The good news is that there are some simple changes you can make to your Thanksgiving plans this year that will save you some calories—without sacrificing taste or your reputation— and add some fun to your holiday.
- Eat before you indulge. Some people skip breakfast and lunch if they have a feast ahead of them, and then end up overeating later. Make sure you follow your normal eating routine. Don’t skip meals and even have a snack before you head out so you’re not starving.
- Stick to healthy portions. Stick to one plate and fill half of it with vegetables, fruit and a whole wheat roll, a quarter of it with mashed potatoes or sweet potatoes, and a quarter of it with turkey or ham. And, the more colorful your plate, the better!
- Enjoy the company of family and friends. Socialize during your meal and festivities. You can’t eat and talk at the same time—so the more conversation you enjoy, the less you’ll eat.
- Get moving. Tell everyone you’re going to take a walk after the meal and others will probably join you!
- Stay hydrated. Over the course of the day, sip water or alternate between water and caloric beverages. A glass of water will keep your hands occupied without piling on calories.
- Make some easy Turkey Day substitutions. For example:
- Eat the white meat without the skin instead of the dark meat with skin.
- Make your own cranberries rather than the jellied stuff.
- Cut the marshmallows on your sweet potatoes and instead add a little bit of spice.
- Skip the green bean casserole and instead, sauté some green beans.
- Choose pumpkin pie over the pecan pie for dessert.
How to Safely Cook a Turkey
To make your Thanksgiving day more healthy, it’s also important to practice safe food preparation.
If you have purchased a frozen turkey, be sure to thaw the bird adequately before cooking. There are three ways to thaw your turkey safely: in the refrigerator, in cold water and in the microwave.
- In the refrigerator (40 degrees Fahrenheit or below): Allow approximately 24 hours for every four to five pounds of bird. For example, a 12- to 16-pound turkey would require three to four days and a 16- to 20-pound bird would take four to five days to thaw.
- In cold water: Allow approximately 30 minutes per pound. A 12- to 16- pound turkey will take about six to eight hours and a 16- to 20-pound bird needs eight to 10 hours. Seal the turkey securely in plastic to make sure no water leaks in and use only cold water. Change the water every 30 minutes and cook the turkey immediately after thawing.
- In the microwave: Before buying a turkey, check your microwave owner’s manual for the size turkey that will fit in your oven, minutes per pound and power level to use for thawing. Remove all outside wrapping from the turkey, including the wire that holds the legs together. Place on a microwave-safe dish to catch any juices. Cook the turkey immediately after thawing and do not refreeze or refrigerate a raw turkey after thawing in the microwave.

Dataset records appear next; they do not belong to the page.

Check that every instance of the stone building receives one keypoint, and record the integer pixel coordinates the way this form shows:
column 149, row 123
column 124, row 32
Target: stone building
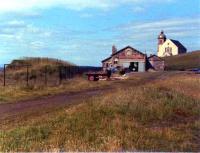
column 126, row 58
column 169, row 47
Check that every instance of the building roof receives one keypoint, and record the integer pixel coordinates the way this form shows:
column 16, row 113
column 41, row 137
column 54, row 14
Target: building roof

Bacteria present on raw poultry can contaminate your hands, utensils, and work surfaces as you prepare the turkey. If these areas are not cleaned thoroughly before working with other foods, bacteria from the raw poultry can then be transferred to other foods. After working with raw poultry, always wash your hands, utensils, and work surfaces before they touch other foods.

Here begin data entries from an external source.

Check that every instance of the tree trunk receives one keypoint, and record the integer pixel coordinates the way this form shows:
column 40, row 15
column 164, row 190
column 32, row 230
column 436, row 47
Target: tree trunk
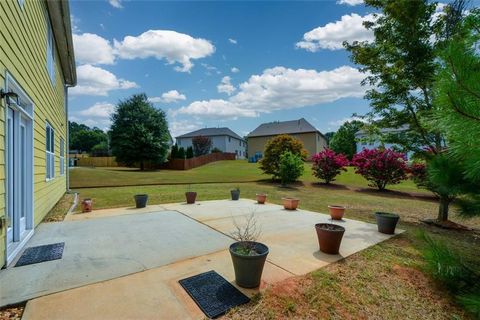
column 443, row 209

Set the oven temperature no lower than 325°F and be sure the turkey is completely thawed. Place turkey breast-side up on a flat wire rack in a shallow roasting pan 2 to 2-1/2 inches deep. Check the internal temperature at the center of the stuffing and meaty portion of the breast, thigh, and wing joint using a food thermometer. Cooking times will vary. The food thermometer must reach a safe minimum internal temperature of 165°F. Let the turkey stand 20 minutes before removing all stuffing from the cavity and carving the meat.